Sunday, January 25, 2015

first steps to big things


Wednesday night our realtor, Mike, came by to sign the paperwork to list our house.  It was intense, exciting and a little bit scary.  There is so much unknown but Mike has been super reassuring.  He knows how crazy I am because he helped us to buy our townhouse and I appreciate how confident he is about selling our house while also being very realistic about what we can expect.  Before leaving, Mike looked around the kitchen and told us we needed to de-clutter and depersonalize the place a bit before we take pictures for the listing.  Seemed easy enough.  As soon as Natalie went to bed, Brandon and I set to work.

I had absolutely no idea how depersonalizing our house would make me feel.  I didn't think much about it while we were doing it.  Mike gave us a task to complete and I wanted to get it done.  Wednesday night we took all the pictures and magnets off of the fridge.  We took down our engagement gift magnet board from Danielle and Dee. We took down our family pictures in the living room and in the office. We packed up a box of kitchen things we have out but don't use often to make the kitchen look bigger and cleaner. It was a good start.  

Thursday morning when I came downstairs and went into the kitchen and saw how bare it was in comparison to the previous morning, it started to hit me. We were going to sell the townhouse. We were going to leave behind this place that has meant so much. When I went out to start my car, the lock box hit the door and it made me twinge with guilt about how loud it was.  I had forgotten that Mike had already put it on the door.  I looked down and saw the for sale sign sitting next to the front door, remembering that someone was going to come put that up in our yard.

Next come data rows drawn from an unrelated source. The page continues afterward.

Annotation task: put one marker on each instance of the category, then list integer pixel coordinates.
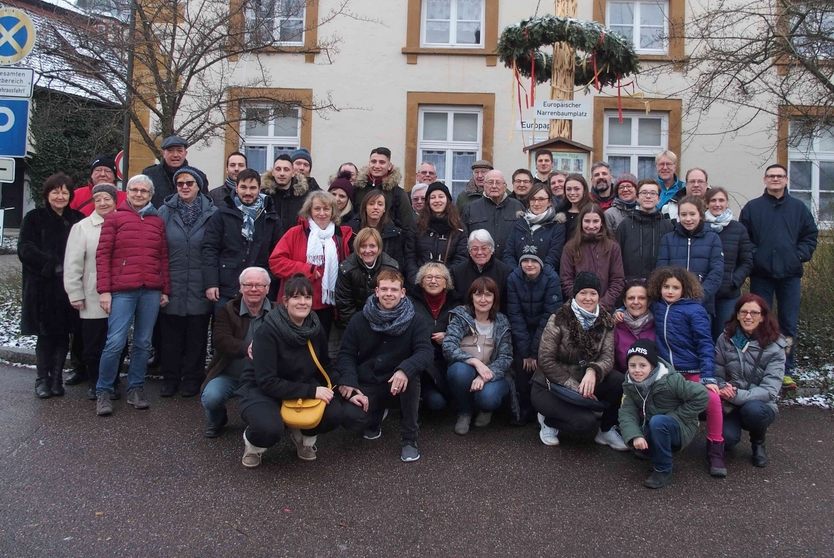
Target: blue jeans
(723, 312)
(460, 376)
(753, 416)
(664, 437)
(139, 307)
(219, 390)
(787, 292)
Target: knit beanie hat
(435, 186)
(191, 171)
(530, 253)
(644, 348)
(301, 153)
(586, 280)
(106, 188)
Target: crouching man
(383, 352)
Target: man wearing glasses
(640, 232)
(234, 329)
(784, 234)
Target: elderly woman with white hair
(480, 263)
(133, 283)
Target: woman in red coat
(314, 248)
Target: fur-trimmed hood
(388, 183)
(298, 185)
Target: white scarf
(321, 251)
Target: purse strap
(318, 364)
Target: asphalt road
(146, 483)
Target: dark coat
(162, 177)
(529, 305)
(370, 357)
(549, 240)
(41, 246)
(185, 260)
(496, 218)
(226, 253)
(639, 237)
(356, 283)
(132, 252)
(699, 253)
(738, 259)
(783, 232)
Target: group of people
(611, 311)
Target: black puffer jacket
(356, 283)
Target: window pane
(256, 157)
(648, 131)
(435, 126)
(468, 33)
(469, 9)
(619, 165)
(619, 134)
(800, 178)
(465, 127)
(439, 9)
(620, 13)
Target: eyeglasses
(253, 285)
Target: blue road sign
(14, 123)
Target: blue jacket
(529, 305)
(783, 232)
(683, 336)
(549, 240)
(185, 259)
(699, 253)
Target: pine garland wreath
(602, 57)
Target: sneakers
(410, 452)
(547, 434)
(136, 398)
(611, 439)
(104, 406)
(658, 479)
(462, 424)
(483, 419)
(305, 446)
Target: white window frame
(814, 155)
(452, 27)
(277, 21)
(635, 24)
(445, 175)
(635, 151)
(275, 145)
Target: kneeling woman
(575, 378)
(283, 367)
(479, 350)
(750, 358)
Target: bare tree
(757, 57)
(182, 57)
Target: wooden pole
(561, 81)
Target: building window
(268, 132)
(655, 27)
(279, 22)
(631, 145)
(450, 137)
(811, 168)
(644, 23)
(452, 23)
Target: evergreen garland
(614, 55)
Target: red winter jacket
(290, 257)
(132, 252)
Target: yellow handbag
(305, 413)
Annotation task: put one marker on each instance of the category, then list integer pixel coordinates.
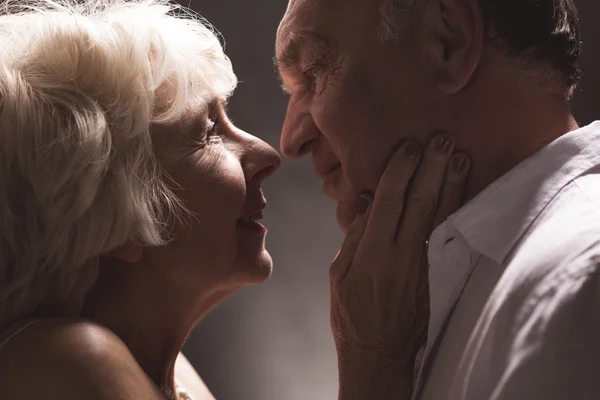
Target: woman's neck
(153, 320)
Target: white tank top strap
(24, 325)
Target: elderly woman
(130, 205)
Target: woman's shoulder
(64, 359)
(188, 378)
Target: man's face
(353, 98)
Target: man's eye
(313, 71)
(213, 128)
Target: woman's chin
(256, 270)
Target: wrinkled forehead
(328, 17)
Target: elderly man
(514, 274)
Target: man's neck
(507, 120)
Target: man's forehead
(318, 15)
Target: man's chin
(345, 214)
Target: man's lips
(331, 182)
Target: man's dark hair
(543, 34)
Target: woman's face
(217, 171)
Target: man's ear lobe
(128, 252)
(458, 30)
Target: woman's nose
(260, 160)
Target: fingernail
(364, 201)
(444, 143)
(412, 150)
(459, 163)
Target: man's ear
(457, 42)
(128, 252)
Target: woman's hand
(379, 282)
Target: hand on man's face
(349, 112)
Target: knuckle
(423, 204)
(390, 204)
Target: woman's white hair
(81, 83)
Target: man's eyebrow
(290, 55)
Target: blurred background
(273, 342)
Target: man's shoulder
(567, 231)
(70, 359)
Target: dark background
(272, 342)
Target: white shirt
(515, 284)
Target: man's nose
(298, 133)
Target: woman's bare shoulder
(66, 359)
(186, 375)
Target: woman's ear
(457, 40)
(128, 252)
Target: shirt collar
(494, 220)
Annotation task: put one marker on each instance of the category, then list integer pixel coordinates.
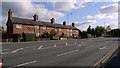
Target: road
(83, 52)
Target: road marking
(66, 43)
(17, 50)
(5, 52)
(103, 47)
(104, 58)
(24, 64)
(5, 49)
(88, 47)
(67, 53)
(40, 47)
(79, 45)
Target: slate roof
(16, 20)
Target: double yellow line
(106, 57)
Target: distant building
(21, 25)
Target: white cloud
(109, 9)
(28, 9)
(106, 12)
(69, 4)
(113, 25)
(89, 17)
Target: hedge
(29, 36)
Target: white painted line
(40, 47)
(67, 53)
(17, 50)
(103, 47)
(24, 64)
(5, 52)
(88, 46)
(55, 45)
(5, 49)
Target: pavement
(82, 52)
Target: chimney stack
(64, 23)
(73, 24)
(10, 13)
(52, 20)
(35, 17)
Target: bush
(29, 36)
(56, 37)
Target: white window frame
(44, 27)
(60, 29)
(18, 25)
(36, 27)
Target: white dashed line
(103, 47)
(67, 53)
(24, 64)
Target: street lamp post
(68, 18)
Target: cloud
(106, 12)
(69, 4)
(109, 9)
(28, 9)
(84, 22)
(113, 25)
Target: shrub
(29, 36)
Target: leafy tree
(89, 29)
(99, 30)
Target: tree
(89, 29)
(99, 30)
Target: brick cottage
(19, 25)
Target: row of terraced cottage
(20, 25)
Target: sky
(84, 12)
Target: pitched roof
(41, 23)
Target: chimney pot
(35, 17)
(53, 20)
(9, 13)
(64, 23)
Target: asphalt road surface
(83, 52)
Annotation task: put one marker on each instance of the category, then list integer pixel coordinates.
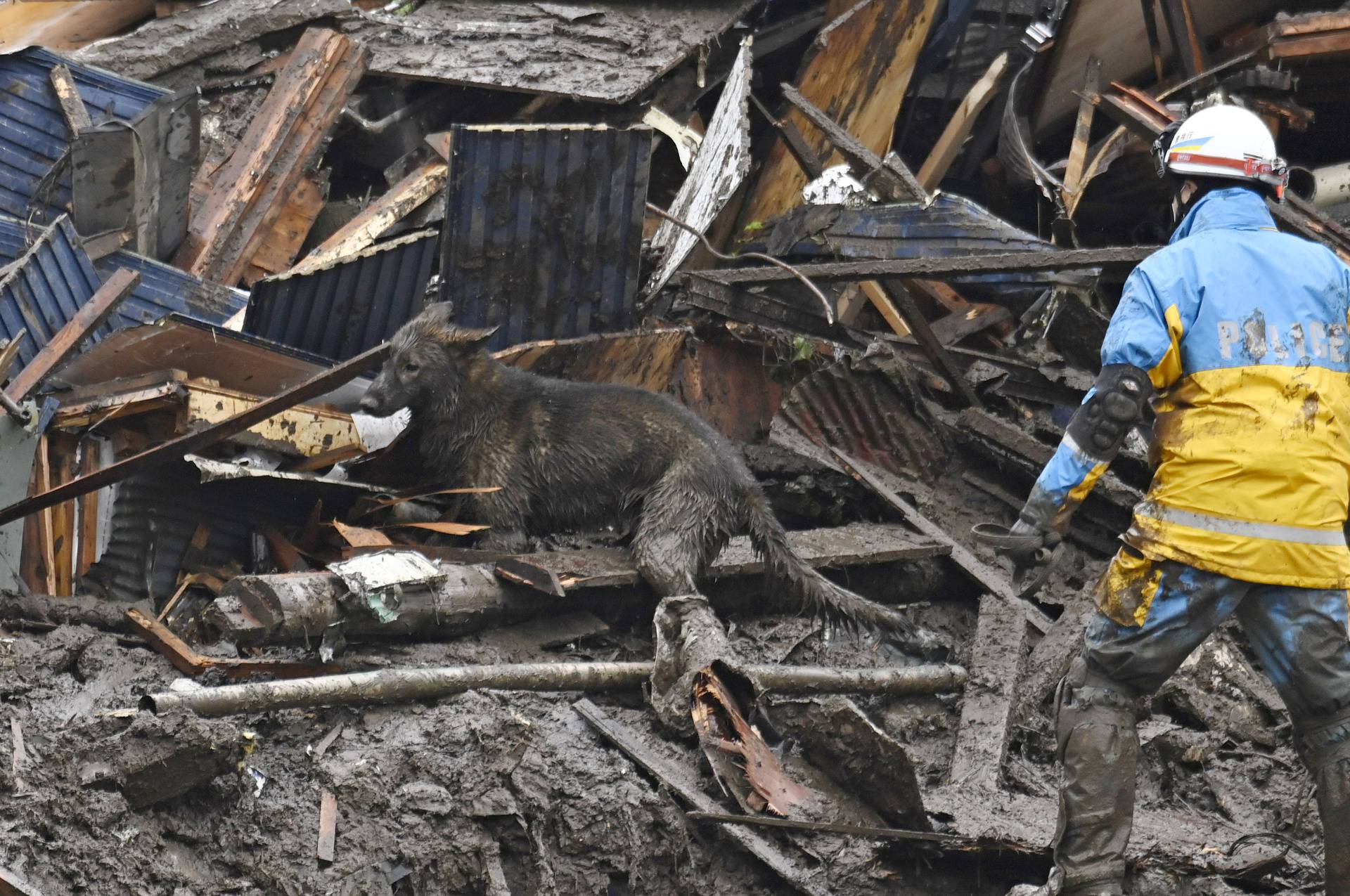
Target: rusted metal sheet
(64, 270)
(871, 413)
(350, 305)
(543, 227)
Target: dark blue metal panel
(33, 130)
(952, 226)
(60, 269)
(45, 287)
(349, 306)
(543, 227)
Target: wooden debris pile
(875, 243)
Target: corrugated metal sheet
(61, 271)
(543, 227)
(347, 306)
(45, 287)
(154, 517)
(952, 226)
(868, 412)
(33, 131)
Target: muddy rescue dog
(570, 456)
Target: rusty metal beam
(940, 268)
(192, 443)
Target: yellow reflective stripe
(1261, 560)
(1168, 370)
(1242, 528)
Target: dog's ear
(474, 339)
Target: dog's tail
(836, 605)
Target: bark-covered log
(396, 686)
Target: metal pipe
(401, 686)
(1323, 186)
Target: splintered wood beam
(858, 73)
(72, 107)
(377, 218)
(999, 654)
(1081, 131)
(69, 338)
(933, 349)
(192, 443)
(948, 146)
(683, 781)
(285, 136)
(892, 180)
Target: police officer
(1237, 334)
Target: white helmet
(1223, 141)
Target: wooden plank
(882, 303)
(377, 218)
(192, 443)
(948, 146)
(998, 654)
(72, 107)
(1081, 133)
(685, 783)
(63, 463)
(1185, 38)
(890, 178)
(721, 164)
(283, 141)
(289, 231)
(858, 73)
(989, 578)
(69, 338)
(934, 350)
(327, 828)
(86, 544)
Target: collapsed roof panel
(162, 289)
(543, 228)
(45, 287)
(33, 130)
(350, 305)
(603, 51)
(1117, 34)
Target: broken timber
(937, 268)
(683, 781)
(312, 388)
(999, 651)
(991, 579)
(404, 686)
(253, 186)
(465, 598)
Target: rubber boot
(1099, 751)
(1334, 806)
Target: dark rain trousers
(1301, 640)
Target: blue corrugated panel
(162, 289)
(45, 287)
(350, 305)
(33, 130)
(543, 227)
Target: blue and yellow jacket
(1244, 332)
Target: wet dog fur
(574, 456)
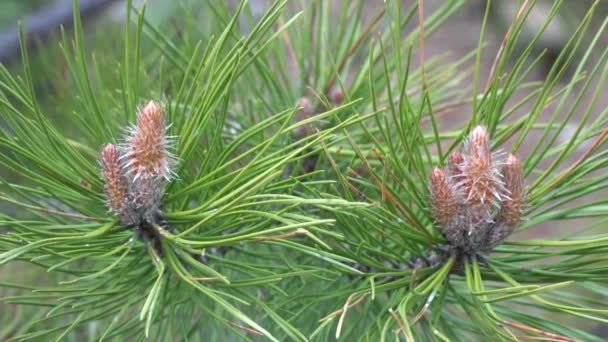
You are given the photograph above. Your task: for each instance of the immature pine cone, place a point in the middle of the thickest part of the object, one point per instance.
(476, 203)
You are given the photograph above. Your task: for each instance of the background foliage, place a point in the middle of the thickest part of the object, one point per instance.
(266, 246)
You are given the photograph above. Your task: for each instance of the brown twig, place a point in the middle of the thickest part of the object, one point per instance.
(299, 231)
(352, 50)
(346, 307)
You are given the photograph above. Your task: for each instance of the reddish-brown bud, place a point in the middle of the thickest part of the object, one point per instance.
(455, 163)
(115, 184)
(147, 155)
(481, 183)
(514, 203)
(445, 204)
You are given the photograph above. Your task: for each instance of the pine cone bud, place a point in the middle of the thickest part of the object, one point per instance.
(147, 155)
(116, 188)
(514, 203)
(455, 164)
(445, 204)
(480, 185)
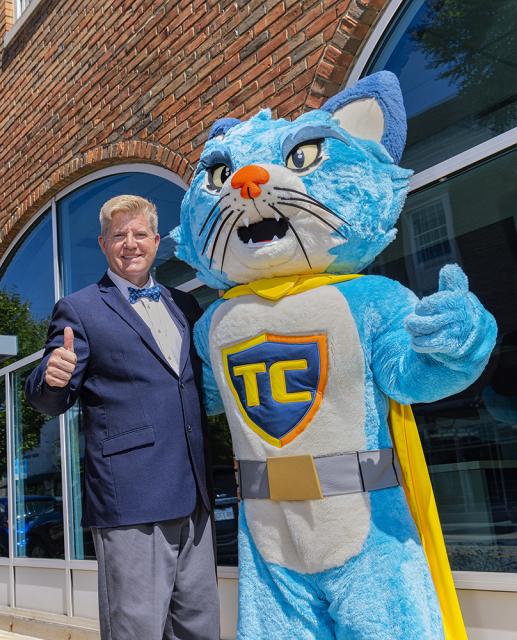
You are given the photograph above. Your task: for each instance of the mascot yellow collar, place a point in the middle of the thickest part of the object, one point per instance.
(277, 288)
(406, 442)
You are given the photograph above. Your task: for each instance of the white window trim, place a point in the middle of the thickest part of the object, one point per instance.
(475, 580)
(20, 21)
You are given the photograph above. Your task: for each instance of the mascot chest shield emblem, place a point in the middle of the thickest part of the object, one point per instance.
(277, 382)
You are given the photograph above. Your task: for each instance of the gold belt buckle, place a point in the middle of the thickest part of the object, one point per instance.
(293, 478)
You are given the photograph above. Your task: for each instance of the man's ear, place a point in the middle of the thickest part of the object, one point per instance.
(221, 126)
(373, 109)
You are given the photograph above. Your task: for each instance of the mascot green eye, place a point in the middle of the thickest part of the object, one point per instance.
(218, 175)
(304, 155)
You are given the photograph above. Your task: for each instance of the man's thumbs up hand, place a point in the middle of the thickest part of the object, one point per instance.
(62, 362)
(68, 339)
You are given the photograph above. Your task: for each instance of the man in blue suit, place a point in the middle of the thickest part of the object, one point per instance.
(124, 347)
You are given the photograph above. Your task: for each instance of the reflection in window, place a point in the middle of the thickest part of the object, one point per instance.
(4, 529)
(225, 489)
(27, 289)
(78, 213)
(37, 477)
(470, 439)
(82, 541)
(455, 60)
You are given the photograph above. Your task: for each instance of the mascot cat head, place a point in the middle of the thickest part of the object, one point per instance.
(320, 194)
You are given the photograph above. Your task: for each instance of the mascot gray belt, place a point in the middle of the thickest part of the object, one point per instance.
(338, 533)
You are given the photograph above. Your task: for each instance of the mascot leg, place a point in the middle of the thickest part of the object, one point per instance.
(276, 603)
(387, 591)
(384, 593)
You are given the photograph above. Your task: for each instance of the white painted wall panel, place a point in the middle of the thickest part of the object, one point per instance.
(228, 600)
(489, 615)
(40, 589)
(84, 594)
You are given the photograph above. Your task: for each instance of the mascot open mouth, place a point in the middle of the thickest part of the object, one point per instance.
(266, 230)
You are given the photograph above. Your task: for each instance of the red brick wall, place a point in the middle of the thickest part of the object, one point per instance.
(90, 83)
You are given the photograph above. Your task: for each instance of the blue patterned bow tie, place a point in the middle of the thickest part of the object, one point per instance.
(153, 293)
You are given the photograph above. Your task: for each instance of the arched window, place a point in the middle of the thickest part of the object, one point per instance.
(456, 63)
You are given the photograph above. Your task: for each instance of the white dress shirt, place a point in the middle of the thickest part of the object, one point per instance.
(156, 316)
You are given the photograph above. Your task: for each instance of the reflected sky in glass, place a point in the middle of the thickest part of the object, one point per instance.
(457, 64)
(470, 439)
(29, 273)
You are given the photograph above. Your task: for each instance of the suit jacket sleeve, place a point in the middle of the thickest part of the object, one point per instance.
(52, 400)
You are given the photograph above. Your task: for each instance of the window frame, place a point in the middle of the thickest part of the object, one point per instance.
(475, 580)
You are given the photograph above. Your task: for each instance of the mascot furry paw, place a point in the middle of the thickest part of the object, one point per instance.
(314, 366)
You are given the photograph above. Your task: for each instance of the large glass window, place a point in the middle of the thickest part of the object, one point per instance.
(4, 521)
(37, 478)
(456, 63)
(27, 289)
(78, 214)
(470, 439)
(26, 300)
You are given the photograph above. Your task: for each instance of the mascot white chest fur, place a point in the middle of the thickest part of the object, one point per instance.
(307, 358)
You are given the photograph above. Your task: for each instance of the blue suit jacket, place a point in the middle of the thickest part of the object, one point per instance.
(144, 425)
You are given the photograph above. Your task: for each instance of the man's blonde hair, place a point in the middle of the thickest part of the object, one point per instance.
(128, 204)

I got a little emotional.

The townhouse is where I feel like our story really began.  It was where we really fell into our marriage and started our happily ever after as husband and wife.  It was where I experienced one of the hardest losses of my life in my miscarriage.  And where my marriage found strength to overcome infertility obstacles.  It was where we, as a couple, got to experience the joy and excitement of a positive pregnancy test. It was where we brought Natalie home, where we spent the first year of her life, where we really became the Wilkinsons. It's hard to take these steps towards something different, but I am excited to see what is to come.